For clarity, the RVP and TVP at 38 deg.C from the crude storage tank in simulation was obtained as -10.55 psig and 0.1174 psig respectively, which is also the values obtained at the pump discharge line. Would it be save to connect the pump recycle to the surge tank (operating pressure @ 1.50 psig).
The 1st stage separator is operating at 60 psig (not 55 psig) and its crude oil outlet TVP at 38 deg.C was 55.07 psig.

Now, can I safely take the TVP values as the vapour pressure for the crude oil?

I am what I am by His grace

TD2K (Chemical)
14 Aug 12 15:50
Asade, give us a sketch of your system please. I'm not quite sure what we are talking about and I don't want to lead you astray. It would help if you can note on the sketch, if it's not clear, where the various above data/values apply.

I'd be leary of a vapor pressure from Hysys if it's from a lab analysis for the above reasons. The vapor pressure of a crude oil stored in a floating roof tank is likely going to vary from a few psia up to about 11 psia. If you have a flash point for the crude you may be able to estimate it off that. Heavier hydrocarbons have a LEL of about 1 to 1.5 mol%. So, your flash point essentially gives you a vapor pressure of about 0.15 psia at the flash temperature which you can then correct to another temperature using some of the curves in the API data book. It's not great but it will give you another check against what Hysys gives you.

Run your valve sizing program with a range of vapor pressures (TVP) and see if you have a problem.
asade (Chemical) (OP)
15 Aug 12 3:15

The thread started because I was asked to provide the vapour pressure of the fluid that passes through the LV valves. Majority of these LVs control crude oil flows.

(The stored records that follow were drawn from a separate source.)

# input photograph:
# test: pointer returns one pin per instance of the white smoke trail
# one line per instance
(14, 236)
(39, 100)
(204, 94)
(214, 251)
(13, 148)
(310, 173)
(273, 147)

Example is in the attached drawing that shows an LV-8430 on the recirculation line from the pipeline pumps. The vapour pressure of the crude oil flowing through the valve shoud be provided. From the pump discharge line, RVP and TVP were obtained as 10.55 psig and 0.1174 psig respectively from the HYSYS model. Can TVP be used?

I hope I have been able to clear some doubts.

I am what I am by His grace

MortenA (Petroleum)
16 Aug 12 1:44
It seems to me that the pressure in the tank that the pumps draw from must be atmospheric.

SO - again by definition the VP will be around atmospheric at whatever storage temperature you have - or lower depending on upstream conditions. If you process model says its 55 psig@38ºC at the inlet to this tank then you must experience a lot of flashing of (degassing) from this tank. Its not obvious since the ventheader seems to be moderate in size (i read 6" or 8") whereas the pumps are pretty big at 2000 GPM. This fits with what you write at your TVP now (0.1174) psig - dont really see how the 55 pisg originally came into the picture? So downstream the pumps the oil will be a bit hotter trhan in the tanks and the TVP thus a bit higher than atmosperic. So yes, i would go with the calculated TVP for valve specification any time of the day smile

Best regards


asade (Chemical) (OP)
16 Aug 12 3:06
Thanks MortenA for your contribution.

I am what I am by His grace

PaoloPemi (Mechanical)
18 Aug 12 5:50
the vapor pressure for a mixture is the bubble point pressure at specified temperature
( see ) ,
there are several methods to determine the True Vapor Pressure, which depends from composition and temperature, see for example ASTM.
Keep in account that many manufacturers utilize the ISA formulation for control valves, in ISA formulation the vapor pressure is that of pure fluids, for mixtures you may provide an average value or some equivalent parameter.